15.12.2010, 20:38 UhrDer Euro ist in Gefahr. Es wäre eigentlich dringen an der Zeit, ohne zu zögern Perspektiven aufzuzeigen. Diese Erwartung aber erfüllt Kanzlerin Merkel nicht – ebenso wenig wie ihre europäischen Kollegen, die allesamt kopf- und planlos agieren und überwunden geglaubte Ressentiments schüren.
Merkels Rede solle zeigen, dass "Madame Non im Herzen doch eine Europäerin ist". Sie sprach "vom Vermächtnis der Kriegsgeneration und der Freiheitsidee der europäischen Einigung …; davon, dass niemand in Europa alleingelassen werde." Für den Berliner Tagesspiegel aber liegen zwischen den "wohlklingenden Worten" und dem politischen Handeln von Merkel Welten. "Nicht nur hat sie wiederholt Unsicherheit an den Finanzmärkten geschürt und so die Schuldenkrise verteuert, sondern sie versäumt es, eine europäische Perspektive zu entwickeln und zu vertreten. Die Kanzlerin macht sich auf die Reise, ohne das Ziel zu nennen."
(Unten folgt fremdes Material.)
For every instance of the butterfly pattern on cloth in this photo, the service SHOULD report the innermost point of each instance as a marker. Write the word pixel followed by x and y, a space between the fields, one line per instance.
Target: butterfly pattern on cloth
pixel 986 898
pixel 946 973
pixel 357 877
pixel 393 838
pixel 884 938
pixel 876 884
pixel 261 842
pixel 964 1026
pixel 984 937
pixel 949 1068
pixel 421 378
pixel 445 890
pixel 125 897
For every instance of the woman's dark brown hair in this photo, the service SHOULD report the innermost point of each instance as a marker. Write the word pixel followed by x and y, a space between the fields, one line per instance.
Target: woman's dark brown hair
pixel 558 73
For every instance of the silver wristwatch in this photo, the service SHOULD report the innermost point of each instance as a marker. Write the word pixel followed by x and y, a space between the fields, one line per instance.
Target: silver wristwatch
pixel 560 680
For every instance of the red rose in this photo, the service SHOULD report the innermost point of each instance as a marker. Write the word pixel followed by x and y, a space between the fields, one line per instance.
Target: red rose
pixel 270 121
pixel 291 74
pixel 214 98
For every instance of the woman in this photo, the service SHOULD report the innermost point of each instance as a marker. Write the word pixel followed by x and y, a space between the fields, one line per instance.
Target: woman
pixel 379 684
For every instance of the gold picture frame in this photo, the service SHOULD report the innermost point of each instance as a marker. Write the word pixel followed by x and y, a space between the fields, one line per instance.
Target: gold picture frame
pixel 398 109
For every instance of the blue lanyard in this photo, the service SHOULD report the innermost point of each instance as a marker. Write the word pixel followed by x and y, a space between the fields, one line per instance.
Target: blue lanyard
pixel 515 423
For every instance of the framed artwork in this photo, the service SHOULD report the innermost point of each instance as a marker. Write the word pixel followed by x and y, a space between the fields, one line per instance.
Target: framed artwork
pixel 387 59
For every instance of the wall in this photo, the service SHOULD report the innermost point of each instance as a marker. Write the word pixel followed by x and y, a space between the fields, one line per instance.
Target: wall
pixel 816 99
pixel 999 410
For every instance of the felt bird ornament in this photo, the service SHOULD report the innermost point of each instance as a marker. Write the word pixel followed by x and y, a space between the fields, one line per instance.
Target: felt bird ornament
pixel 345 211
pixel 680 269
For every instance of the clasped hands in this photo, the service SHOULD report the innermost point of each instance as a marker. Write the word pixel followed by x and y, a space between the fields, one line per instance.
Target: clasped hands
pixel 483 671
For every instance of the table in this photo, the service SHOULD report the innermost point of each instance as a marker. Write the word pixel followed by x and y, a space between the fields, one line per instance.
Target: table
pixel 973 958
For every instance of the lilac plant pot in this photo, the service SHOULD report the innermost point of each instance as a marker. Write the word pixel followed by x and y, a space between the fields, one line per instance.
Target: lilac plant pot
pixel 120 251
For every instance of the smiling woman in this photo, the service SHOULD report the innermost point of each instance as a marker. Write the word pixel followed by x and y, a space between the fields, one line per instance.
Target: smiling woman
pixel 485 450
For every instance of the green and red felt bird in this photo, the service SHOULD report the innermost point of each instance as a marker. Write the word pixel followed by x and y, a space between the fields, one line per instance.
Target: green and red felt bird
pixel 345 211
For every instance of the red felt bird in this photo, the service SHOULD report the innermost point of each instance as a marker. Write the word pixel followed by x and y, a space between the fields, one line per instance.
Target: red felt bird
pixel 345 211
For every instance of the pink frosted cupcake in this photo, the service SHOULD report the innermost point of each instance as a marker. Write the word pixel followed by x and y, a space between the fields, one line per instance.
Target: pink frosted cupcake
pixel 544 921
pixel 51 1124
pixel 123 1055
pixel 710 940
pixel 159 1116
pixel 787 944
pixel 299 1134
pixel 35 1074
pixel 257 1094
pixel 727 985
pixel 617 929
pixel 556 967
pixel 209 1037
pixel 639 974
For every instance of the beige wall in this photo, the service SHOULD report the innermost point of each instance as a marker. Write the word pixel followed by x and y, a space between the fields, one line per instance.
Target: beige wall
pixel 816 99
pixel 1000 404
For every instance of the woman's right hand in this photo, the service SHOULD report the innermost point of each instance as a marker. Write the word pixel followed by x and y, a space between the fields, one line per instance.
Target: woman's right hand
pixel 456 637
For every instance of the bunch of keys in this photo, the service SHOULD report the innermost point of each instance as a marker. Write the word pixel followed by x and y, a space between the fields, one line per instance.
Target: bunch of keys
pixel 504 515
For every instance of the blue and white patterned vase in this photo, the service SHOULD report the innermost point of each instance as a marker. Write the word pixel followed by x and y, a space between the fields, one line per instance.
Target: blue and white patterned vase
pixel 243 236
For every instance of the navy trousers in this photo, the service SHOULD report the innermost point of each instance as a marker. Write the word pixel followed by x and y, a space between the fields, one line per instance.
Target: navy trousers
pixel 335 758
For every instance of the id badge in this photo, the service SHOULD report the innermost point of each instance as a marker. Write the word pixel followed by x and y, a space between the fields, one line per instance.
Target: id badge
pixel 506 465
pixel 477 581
Die Frankfurter Allgemeine Zeitung erkennt in der Regierungserklärung eine historische Parallele, denn Merkel zählte neun Punkte auf: "Eine, ob gewollt oder ungewollt, deutliche Anspielung auf Kohls Zehn-Punkte-Plan vom 28. November 1989. Als wie tief muss Frau Merkel die Krise empfinden, dass sie vor einer solchen Vergleichbarkeit nicht zurückschreckte? Das Fehlen eines zehnten Punktes zeugt dabei von Selbstbescheidung gegenüber geschichtsmächtigen Dekalogen, aber auch von der Ahnung, dass die Wirkung ihres Kataloges ungewiss ist. Kohl konnte damals in seinem letzten Punkt auf die Unterstützung unserer Freunde und Partner hinweisen. Gerade diese bleibt Frau Merkel versagt: Außer dem französischen Präsidenten hat sie keine Handvoll Partner, die sich öffentlich auf ihre Seite stellen."
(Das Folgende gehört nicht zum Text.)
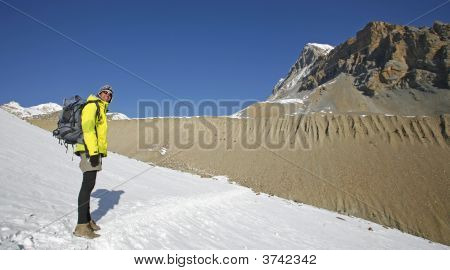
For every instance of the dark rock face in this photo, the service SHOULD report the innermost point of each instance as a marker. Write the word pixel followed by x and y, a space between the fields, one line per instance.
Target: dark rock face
pixel 383 57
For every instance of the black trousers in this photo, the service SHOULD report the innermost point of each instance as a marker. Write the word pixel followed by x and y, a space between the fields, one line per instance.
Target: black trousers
pixel 84 214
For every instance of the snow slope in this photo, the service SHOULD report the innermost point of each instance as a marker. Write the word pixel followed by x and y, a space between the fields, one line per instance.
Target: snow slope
pixel 140 206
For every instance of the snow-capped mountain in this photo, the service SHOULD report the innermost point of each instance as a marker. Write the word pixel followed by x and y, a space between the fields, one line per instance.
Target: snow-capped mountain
pixel 47 110
pixel 302 67
pixel 117 116
pixel 23 112
pixel 384 69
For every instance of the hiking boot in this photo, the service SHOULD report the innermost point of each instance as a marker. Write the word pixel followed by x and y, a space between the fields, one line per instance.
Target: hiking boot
pixel 94 225
pixel 84 230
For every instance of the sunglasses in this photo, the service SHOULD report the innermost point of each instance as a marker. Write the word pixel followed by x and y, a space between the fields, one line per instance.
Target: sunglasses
pixel 107 92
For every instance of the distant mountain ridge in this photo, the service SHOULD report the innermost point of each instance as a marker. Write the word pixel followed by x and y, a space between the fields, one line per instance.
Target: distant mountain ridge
pixel 385 69
pixel 48 110
pixel 23 112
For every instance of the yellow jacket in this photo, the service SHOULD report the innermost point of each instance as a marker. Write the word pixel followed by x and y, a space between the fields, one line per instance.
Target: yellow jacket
pixel 94 130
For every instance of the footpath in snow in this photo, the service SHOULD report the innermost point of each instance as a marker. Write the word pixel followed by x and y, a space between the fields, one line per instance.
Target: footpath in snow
pixel 140 206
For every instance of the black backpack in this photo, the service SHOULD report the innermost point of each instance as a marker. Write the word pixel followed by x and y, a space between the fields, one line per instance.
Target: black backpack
pixel 69 129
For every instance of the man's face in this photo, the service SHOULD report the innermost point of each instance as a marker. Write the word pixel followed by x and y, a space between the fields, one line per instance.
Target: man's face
pixel 106 96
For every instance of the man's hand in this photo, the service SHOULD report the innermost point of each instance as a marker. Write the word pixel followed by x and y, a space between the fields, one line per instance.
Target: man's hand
pixel 94 160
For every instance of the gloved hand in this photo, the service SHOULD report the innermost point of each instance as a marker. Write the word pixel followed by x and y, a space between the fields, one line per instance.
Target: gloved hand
pixel 94 160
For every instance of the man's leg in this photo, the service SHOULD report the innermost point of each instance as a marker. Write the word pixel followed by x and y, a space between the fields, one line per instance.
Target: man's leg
pixel 84 196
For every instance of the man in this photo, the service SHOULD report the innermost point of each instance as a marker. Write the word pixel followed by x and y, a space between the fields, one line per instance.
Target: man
pixel 95 128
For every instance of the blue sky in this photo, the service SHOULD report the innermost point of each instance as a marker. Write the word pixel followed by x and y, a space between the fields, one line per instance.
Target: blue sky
pixel 192 50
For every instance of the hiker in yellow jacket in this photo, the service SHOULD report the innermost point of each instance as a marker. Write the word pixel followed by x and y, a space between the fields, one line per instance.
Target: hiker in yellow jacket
pixel 95 129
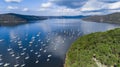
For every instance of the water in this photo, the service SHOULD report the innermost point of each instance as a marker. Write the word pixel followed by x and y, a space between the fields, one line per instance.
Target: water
pixel 43 43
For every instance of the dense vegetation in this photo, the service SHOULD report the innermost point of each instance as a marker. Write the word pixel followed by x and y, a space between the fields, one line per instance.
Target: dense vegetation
pixel 110 18
pixel 104 46
pixel 15 19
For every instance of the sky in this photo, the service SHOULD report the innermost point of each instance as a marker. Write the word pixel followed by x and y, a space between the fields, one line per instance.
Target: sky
pixel 60 7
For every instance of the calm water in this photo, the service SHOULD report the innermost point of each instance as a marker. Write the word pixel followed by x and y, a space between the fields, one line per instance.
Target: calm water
pixel 44 43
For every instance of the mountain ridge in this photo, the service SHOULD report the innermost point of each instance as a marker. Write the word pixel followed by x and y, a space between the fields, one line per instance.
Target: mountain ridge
pixel 110 18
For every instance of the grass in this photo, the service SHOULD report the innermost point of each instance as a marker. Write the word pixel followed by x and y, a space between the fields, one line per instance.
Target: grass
pixel 104 46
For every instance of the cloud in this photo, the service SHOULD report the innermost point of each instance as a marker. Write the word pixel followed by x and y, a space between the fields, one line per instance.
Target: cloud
pixel 46 5
pixel 115 5
pixel 16 1
pixel 70 3
pixel 25 9
pixel 12 7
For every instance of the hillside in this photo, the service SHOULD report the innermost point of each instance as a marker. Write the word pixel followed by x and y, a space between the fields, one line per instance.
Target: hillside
pixel 110 18
pixel 93 50
pixel 15 19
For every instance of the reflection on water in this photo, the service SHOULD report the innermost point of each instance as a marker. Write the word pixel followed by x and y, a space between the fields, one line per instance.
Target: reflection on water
pixel 44 43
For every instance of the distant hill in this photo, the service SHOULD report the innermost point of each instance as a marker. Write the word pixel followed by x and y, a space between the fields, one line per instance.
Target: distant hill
pixel 15 19
pixel 67 17
pixel 94 50
pixel 110 18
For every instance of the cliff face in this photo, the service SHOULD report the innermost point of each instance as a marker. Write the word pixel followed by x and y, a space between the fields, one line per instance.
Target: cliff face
pixel 15 19
pixel 110 18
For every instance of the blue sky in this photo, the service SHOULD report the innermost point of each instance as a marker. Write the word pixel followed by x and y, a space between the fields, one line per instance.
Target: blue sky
pixel 60 7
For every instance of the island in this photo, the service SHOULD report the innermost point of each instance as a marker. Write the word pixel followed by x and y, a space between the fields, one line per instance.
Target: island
pixel 110 18
pixel 100 49
pixel 16 19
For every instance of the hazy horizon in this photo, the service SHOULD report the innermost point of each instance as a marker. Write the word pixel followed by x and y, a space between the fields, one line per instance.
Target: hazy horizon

"Merkel ist nicht weniger europa-patriotisch als andere", nimmt die Märkische Allgemeine aus Potsdam die Kanzlerin in Schutz, denn "der größte Vorteil der Euro-Bonds ist zugleich auch ihre Schwäche. Denn gemeinsame Schulden heißt: gemeinsamer Zinssatz. Damit würde Berlin draufzahlen, während Euro-Wackelkandidaten günstiger an frisches Geld kämen. Das wäre sogar noch hinzunehmen, wenn der Euro dadurch stabilisiert werden könnte. Tatsächlich aber würden neue Anreize zum Schuldenmachen geschaffen. Und noch viel schlimmer: Mit den Euro-Bonds wären die Euro-Länder endgültig auf Gedeih und vor allem auch auf Verderb verkoppelt. Machen in einer künftigen Konjunktur-Flaute mehrere Euro-Länder über Gebühr Schulden, so steht dann der Euro als Gesamtwährung im Feuer der Finanzmärkte. Das kann auch in Brüssel niemand wollen."
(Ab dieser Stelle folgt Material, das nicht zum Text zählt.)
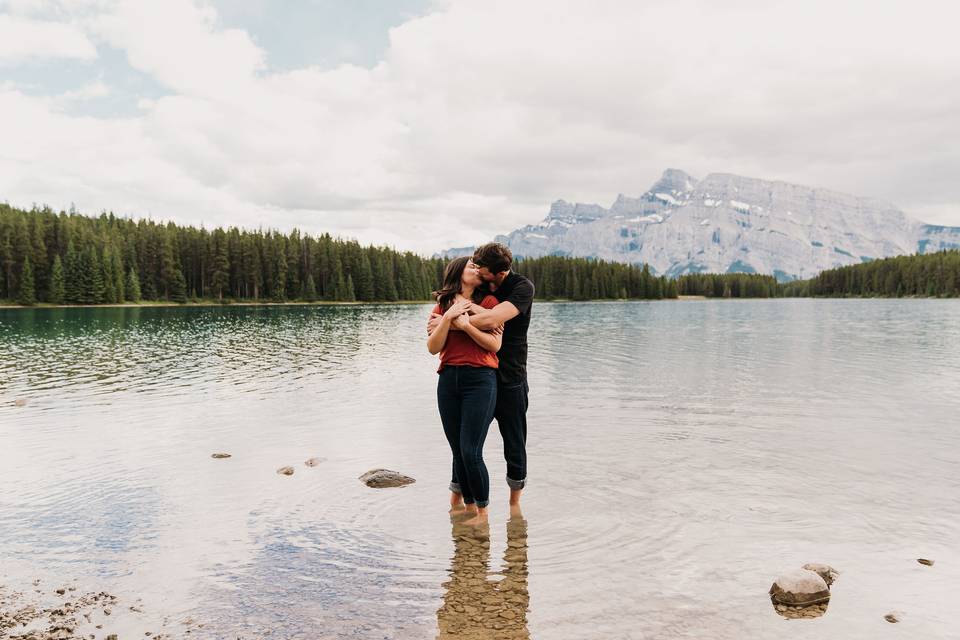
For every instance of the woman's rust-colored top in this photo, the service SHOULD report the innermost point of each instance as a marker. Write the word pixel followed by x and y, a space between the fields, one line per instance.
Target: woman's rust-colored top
pixel 461 350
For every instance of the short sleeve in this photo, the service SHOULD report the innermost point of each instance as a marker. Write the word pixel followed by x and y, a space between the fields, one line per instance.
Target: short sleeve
pixel 522 296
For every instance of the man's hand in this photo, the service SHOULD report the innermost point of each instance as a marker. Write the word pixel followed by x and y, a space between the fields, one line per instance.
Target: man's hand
pixel 433 322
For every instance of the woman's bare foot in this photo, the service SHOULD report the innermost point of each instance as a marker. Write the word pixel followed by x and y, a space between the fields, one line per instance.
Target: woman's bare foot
pixel 480 518
pixel 456 502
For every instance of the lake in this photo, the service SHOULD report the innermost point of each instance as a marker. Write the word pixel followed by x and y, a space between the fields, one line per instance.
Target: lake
pixel 682 455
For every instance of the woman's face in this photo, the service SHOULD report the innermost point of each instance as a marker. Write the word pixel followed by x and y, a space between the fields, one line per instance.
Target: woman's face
pixel 471 275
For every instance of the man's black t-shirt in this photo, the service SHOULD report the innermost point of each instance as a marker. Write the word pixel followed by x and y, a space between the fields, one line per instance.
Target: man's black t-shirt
pixel 517 290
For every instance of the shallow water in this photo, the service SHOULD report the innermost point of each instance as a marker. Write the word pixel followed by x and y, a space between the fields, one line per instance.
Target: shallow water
pixel 682 454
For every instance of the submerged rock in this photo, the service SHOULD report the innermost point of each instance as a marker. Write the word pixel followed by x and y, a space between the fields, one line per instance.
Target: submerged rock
pixel 801 587
pixel 384 478
pixel 825 571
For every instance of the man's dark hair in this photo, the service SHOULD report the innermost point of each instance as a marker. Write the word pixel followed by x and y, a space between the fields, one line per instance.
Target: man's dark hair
pixel 494 256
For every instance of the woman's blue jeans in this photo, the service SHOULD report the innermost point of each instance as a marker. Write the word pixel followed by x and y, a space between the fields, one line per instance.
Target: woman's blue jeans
pixel 467 397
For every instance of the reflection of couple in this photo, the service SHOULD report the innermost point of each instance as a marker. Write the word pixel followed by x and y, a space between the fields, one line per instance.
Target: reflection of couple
pixel 476 607
pixel 479 328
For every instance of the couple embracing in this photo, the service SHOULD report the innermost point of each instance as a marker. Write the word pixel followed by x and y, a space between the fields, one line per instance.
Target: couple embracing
pixel 479 328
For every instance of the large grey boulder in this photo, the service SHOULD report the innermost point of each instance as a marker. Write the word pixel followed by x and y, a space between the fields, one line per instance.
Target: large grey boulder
pixel 384 478
pixel 801 587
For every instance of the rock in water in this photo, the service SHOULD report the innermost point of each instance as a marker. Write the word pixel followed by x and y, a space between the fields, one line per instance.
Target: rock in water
pixel 825 571
pixel 800 588
pixel 383 478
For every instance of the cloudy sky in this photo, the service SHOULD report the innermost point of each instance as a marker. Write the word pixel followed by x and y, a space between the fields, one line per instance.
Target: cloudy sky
pixel 432 123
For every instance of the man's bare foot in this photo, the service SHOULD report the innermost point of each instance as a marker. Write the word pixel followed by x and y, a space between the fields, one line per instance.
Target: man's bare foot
pixel 480 518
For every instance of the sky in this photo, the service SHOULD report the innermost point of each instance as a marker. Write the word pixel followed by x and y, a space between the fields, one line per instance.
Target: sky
pixel 427 124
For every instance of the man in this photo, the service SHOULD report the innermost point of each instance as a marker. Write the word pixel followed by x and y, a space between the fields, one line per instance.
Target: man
pixel 515 293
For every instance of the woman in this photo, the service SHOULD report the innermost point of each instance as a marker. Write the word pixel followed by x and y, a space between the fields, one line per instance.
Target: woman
pixel 467 388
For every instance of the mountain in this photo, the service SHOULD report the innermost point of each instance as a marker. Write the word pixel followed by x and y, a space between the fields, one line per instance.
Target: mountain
pixel 726 224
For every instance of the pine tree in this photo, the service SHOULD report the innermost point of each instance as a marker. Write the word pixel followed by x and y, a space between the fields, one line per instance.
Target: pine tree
pixel 109 286
pixel 27 294
pixel 364 281
pixel 56 292
pixel 349 294
pixel 220 276
pixel 178 287
pixel 132 286
pixel 310 289
pixel 116 266
pixel 73 291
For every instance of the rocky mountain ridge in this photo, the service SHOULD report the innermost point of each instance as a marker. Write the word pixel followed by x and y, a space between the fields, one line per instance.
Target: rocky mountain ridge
pixel 725 224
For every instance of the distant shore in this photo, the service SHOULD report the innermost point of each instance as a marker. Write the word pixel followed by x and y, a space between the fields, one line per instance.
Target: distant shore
pixel 319 303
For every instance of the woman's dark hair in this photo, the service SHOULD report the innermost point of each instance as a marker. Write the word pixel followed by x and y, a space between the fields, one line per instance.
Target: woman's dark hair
pixel 451 286
pixel 494 256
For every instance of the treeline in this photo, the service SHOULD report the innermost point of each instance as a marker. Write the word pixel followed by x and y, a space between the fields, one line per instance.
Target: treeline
pixel 67 258
pixel 928 275
pixel 583 279
pixel 728 285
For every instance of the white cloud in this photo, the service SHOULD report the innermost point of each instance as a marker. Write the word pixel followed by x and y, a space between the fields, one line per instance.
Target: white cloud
pixel 24 39
pixel 482 112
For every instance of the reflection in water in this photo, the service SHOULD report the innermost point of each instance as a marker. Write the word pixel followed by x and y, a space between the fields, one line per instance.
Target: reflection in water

Der General-Anzeiger aus Bonn schreibt: "Erst, wenn das gemeinsame Wirtschaften Realität ist, könnte man sich sinnvoll auch gemeinsam verschulden. Das Rezept heißt also, erstens, auch wenn es unpopulär ist: mehr Europa. Und zweitens: Sich an das halten, was man beschlossen hat. Die Bundesregierung ist da, was die Verschuldung angeht, kein gutes Beispiel."
Es sei erschreckend, wie längst überwunden geglaubte Ressentiments in der Euro-Debatte wieder hochkochen, findet der Münchner Merkur: "Hier die reichen Deutschen, die Europa mit ihrer Wirtschaftskraft unterjochen wollen; da die Südländer, die sowieso noch nie mit Geld umgehen konnten. …. Halten wir unsere vermeintliche Festung Europa schon nach wenigen Schüssen aus Spekulanten-Kanonen für sturmreif? Statt die Reihen zu schließen und gemeinsam die Angriffe abzuwehren, zeigen sich Europas Staatenlenker öffentlich kopf- und planlos."